Hessa Al-Sudairy

Personal information
- Full name: Hessa Ahmed Al-Sudairy
- Date of birth: 22 March 1985 (age 41)
- Place of birth: Saudi Arabia
- Position: Goalkeeper

Team information
- Current team: Al-Ittihad
- Number: 1

Senior career*
- Years: Team / Apps / (Gls)
- 2019–2022: Jeddah Eagles FC
- 2022–: Al-Ittihad

International career
- 2023–: Saudi Arabia

= Hessa Al-Sudairy =

Saudi footballer (born 1985)

Hessa Ahmed Al-Sudairy (حِصَّة أَحْمَد السُّدَيْرِيّ; born 22 March 1985) is a Saudi footballer who plays as a goalkeeper for Saudi Women's Premier League club Al-Ittihad.

==Club career==
Al-Sudairy played with the Jeddah Eagles team, winning the regional Jeddah tournament with them.

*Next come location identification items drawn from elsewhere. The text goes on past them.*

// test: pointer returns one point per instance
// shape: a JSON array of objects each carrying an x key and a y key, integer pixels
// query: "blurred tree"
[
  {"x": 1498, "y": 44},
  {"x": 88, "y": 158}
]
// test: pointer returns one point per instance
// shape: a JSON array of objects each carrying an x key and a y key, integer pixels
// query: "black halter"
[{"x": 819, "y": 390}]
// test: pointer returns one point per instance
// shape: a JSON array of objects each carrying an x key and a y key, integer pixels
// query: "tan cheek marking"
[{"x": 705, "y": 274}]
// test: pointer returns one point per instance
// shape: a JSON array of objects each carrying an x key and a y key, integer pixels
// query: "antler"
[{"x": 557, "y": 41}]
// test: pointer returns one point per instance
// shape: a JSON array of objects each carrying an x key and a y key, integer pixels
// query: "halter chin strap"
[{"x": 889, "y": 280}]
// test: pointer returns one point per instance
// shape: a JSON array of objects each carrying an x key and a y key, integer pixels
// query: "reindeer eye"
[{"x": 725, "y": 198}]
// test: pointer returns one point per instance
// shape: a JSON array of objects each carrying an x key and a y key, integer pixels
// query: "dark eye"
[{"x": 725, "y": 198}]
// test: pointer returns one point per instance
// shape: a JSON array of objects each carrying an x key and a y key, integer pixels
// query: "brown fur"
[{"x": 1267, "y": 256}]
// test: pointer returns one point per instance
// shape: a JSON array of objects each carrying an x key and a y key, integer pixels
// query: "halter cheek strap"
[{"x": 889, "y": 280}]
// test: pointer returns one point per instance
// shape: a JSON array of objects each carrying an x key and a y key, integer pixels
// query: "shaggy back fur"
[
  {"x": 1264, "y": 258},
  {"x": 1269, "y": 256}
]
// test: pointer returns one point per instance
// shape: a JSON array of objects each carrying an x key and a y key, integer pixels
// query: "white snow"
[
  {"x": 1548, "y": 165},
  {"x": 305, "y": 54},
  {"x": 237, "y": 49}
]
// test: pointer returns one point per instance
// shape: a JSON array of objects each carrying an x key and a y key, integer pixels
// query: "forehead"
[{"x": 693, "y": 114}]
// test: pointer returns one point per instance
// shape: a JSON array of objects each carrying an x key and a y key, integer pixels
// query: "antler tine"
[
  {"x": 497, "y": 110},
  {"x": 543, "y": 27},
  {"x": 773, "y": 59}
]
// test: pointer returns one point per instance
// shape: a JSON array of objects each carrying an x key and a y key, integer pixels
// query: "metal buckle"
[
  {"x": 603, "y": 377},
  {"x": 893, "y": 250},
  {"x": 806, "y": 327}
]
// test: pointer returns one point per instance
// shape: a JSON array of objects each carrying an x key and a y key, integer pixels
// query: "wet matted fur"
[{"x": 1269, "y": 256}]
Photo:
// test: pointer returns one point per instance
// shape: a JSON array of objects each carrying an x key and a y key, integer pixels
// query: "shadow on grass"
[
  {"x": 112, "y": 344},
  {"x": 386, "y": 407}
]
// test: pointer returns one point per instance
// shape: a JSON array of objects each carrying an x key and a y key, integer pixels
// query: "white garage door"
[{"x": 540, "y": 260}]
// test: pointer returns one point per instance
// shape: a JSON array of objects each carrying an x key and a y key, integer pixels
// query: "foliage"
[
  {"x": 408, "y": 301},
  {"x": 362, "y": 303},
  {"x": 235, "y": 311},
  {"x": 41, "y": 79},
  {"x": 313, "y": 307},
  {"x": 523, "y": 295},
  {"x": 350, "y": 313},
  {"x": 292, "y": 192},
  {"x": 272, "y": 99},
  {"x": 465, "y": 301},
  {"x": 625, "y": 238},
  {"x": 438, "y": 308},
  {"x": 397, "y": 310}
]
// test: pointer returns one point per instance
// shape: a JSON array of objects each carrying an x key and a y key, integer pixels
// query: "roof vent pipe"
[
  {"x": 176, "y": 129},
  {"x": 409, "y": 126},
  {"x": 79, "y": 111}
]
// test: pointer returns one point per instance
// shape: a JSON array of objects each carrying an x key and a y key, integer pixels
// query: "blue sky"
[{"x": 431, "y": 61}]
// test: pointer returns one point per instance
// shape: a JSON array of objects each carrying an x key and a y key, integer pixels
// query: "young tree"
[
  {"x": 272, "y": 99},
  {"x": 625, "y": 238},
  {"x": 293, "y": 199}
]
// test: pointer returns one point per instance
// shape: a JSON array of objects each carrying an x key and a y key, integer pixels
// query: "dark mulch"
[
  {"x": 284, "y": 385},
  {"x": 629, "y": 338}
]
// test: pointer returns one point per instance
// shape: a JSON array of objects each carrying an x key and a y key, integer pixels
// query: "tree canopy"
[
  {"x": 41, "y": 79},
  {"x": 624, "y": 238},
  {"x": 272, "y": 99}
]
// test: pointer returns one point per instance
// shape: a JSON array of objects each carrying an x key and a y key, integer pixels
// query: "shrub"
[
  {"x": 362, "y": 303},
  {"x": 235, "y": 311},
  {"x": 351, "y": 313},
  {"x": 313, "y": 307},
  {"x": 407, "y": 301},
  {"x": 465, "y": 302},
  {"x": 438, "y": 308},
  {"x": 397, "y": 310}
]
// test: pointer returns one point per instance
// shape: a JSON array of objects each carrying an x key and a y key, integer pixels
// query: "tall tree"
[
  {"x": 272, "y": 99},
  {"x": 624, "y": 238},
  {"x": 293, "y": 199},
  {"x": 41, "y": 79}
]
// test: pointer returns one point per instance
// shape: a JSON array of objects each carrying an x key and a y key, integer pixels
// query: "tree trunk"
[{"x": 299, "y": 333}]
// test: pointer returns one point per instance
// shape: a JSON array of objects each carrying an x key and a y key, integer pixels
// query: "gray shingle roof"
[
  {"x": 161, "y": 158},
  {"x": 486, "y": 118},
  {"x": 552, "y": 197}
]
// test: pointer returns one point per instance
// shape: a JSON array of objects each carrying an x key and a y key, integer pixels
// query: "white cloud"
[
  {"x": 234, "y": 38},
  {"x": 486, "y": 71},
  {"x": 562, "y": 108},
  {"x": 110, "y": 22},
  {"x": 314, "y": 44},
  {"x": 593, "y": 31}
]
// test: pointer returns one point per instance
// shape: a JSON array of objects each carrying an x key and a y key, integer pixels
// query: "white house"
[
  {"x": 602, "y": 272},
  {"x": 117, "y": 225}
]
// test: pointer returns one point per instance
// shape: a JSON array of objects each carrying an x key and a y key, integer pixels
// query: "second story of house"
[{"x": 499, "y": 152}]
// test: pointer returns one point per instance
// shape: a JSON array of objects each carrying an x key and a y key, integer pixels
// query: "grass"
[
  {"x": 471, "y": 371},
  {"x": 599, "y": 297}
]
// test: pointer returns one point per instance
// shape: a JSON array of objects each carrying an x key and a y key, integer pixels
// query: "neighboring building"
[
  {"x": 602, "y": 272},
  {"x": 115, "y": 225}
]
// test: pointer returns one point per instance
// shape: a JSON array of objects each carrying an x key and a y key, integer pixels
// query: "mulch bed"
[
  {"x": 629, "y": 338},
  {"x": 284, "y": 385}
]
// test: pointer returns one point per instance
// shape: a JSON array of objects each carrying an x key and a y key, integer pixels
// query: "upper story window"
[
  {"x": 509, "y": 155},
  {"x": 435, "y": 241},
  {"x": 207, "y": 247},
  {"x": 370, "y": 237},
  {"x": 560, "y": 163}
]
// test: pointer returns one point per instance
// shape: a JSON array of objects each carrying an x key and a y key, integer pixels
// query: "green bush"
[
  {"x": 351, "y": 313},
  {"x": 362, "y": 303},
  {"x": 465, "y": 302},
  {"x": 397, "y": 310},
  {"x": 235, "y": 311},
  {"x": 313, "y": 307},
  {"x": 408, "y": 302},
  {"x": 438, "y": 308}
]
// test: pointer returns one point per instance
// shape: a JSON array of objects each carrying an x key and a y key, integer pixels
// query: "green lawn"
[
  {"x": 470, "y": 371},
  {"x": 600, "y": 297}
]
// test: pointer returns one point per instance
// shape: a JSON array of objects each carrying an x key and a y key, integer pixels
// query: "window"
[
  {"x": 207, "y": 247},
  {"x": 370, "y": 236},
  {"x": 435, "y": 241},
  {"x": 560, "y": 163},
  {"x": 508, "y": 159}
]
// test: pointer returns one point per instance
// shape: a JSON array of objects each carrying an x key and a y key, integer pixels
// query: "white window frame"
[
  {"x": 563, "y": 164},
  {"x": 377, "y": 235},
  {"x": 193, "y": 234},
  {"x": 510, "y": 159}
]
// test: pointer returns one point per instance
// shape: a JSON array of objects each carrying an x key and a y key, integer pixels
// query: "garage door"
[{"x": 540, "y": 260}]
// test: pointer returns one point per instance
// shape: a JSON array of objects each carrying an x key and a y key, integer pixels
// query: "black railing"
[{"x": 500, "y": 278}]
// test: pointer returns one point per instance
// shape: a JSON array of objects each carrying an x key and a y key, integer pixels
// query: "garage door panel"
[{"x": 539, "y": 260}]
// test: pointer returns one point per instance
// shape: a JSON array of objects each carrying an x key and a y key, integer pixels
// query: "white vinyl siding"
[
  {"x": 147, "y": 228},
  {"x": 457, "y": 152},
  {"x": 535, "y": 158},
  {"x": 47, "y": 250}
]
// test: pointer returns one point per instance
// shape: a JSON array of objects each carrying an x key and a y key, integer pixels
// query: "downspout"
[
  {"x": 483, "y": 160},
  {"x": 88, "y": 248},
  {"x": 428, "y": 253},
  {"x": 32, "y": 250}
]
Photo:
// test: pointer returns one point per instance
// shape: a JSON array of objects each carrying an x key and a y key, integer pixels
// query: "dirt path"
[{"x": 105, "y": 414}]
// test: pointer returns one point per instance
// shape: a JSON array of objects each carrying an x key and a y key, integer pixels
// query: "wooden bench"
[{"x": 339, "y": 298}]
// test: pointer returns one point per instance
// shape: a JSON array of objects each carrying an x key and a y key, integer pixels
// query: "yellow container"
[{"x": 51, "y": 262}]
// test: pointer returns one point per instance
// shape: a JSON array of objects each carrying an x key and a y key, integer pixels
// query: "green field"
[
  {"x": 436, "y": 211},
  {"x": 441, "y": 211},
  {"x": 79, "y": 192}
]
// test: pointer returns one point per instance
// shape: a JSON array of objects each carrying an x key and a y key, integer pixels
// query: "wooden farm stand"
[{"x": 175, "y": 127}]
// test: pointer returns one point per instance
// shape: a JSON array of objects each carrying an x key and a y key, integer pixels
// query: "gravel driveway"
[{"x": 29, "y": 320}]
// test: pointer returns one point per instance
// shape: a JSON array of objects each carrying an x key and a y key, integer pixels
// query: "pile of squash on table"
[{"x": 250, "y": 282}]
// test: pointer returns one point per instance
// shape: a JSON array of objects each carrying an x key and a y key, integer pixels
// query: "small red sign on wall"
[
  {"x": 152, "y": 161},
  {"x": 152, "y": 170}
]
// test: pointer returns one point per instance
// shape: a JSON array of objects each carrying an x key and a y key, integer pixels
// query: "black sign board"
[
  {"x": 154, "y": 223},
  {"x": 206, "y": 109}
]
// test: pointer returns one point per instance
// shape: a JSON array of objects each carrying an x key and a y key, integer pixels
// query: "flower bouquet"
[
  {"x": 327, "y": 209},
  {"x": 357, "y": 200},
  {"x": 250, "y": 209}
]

After Al-Ittihad acquired the Jeddah Eagles team, Al-Sudairy played in the 2022–23 season of the Saudi Women’s Premier League.

In the following season 2023–24, American coach Kelly Lindsey relied on goalkeeper Al-Sudairy in the starting lineup for most of the Saudi Women’s Premier League.

==International career==
On 18 December 2023, Finnish coach Rosa Lappi-Seppälä summoned goalkeeper Al-Sudairy to the Saudi national team, which was preparing to play in the SAFF Women's International Friendly Tournament.

==Managing career==
In addition to continuing to play with Al-Ittihad, Al-Sudairy went through several programs to develop the coaching profession in Spain and Saudi Arabia.